La loi Eckert fête cette année ses 10 ans. Ce texte, entré en vigueur en 2016, a mis en place de nouvelles obligations pour les banques dans la lutte contre la déshérence des comptes bancaires, coffres-forts et contrats d'assurance vie : les détecter, informer les titulaires et, le cas échéant, transférer les fonds à la Caisse des Dépôts.
Compte bancaire inactif : ce que prévoit la loi
Dix ans plus tard, cette réglementation a-t-elle été correctement mise en uvre ? L'Autorité de contrôle prudentiel et de résolution (ACPR), le régulateur du secteur bancaire, est allé juger sur pièces, en contrôlant, en 2024 et 2025, une dizaine d'établissements, dont six grands établissements bancaires et deux banques patrimoniales.
Deux millions d'euros de frais prélevés à tort
Bilan ? Si le « gendarme » du secteur estime que la thématique des comptes inactifs a été « prise en main et globalement maîtrisée par les grands établissements bancaires », il pointe également des « points de vigilance » qui nuisent à la mise en uvre de la loi.
C'est le cas notamment de l'application du plafonnement, à 30 euros, par an, des frais facturés pour la tenue d'un compte inactif. L'ACPR a pu constater que ce plafond n'était pas toujours respecté et a dû demander le remboursement d'environ 2 millions d'euros de frais indus.
En cause, a expliqué ce mardi l'ACPR à l'occasion de sa matinée annuelle consacrée à la protection des clientèles, des identifications trop tardives, au regard de la loi, de l'inactivité des comptes ; l'application de frais bancaires de succession indus aux comptes inactifs dont le titulaire est décédé ; mais également des frais de tenue de compte ou des cotisations carte facturées au-delà du plafond annuel de 30 euros.
Une sous-détection des comptes inactifs
Cette application de frais sur les comptes inactifs a parfois une autre conséquence : celle de créer des comptes inactifs perpétuels. Dans certaines banques, le prélèvement de ces frais par la banque est, en effet, considéré comme une opération permettant de réactiver le compte, alors même qu'elle n'est pas le fait de son titulaire. Avec pour répercussion d'empêcher l'identification du compte comme inactif tant que son solde n'a pas été épuisé par les frais.
Plus généralement, l'ACPR note une sous-détection des comptes inactifs, ainsi qu'une sous-détection des décès des titulaires des comptes, pourtant aussi obligatoire, par croisement des fichiers clients avec le Répertoire National d'Identification des Personnes Physiques (RNIPP) tenu par l'Insee.
Les banques en ligne dans le viseur
La loi Eckert prévoit aussi l'obligation d'informer annuellement les titulaires de l'inactivité de leurs comptes.

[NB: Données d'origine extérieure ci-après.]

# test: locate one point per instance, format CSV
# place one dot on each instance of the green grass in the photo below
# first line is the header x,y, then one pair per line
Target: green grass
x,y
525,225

Là encore, l'APCR note des manquements dans les 10 établissements contrôlés. Ils sont liés à l'identification tardive des comptes inactifs, mais également au défaut d'usage des contacts alternatifs. Le retour « N'habite pas à l'adresse indiquée » d'un courrier papier, par exemple, ne déclenche pas automatiquement le recours à l'e-mail ou au téléphone.
En 2026, l'ACPR a prévu de poursuivre ces contrôles, cette fois dans les banques en ligne, les établissements de paiement et de monnaie électronique et certains acteurs étrangers exerçant en France via des succursales ou grâce à un « passeport » européen.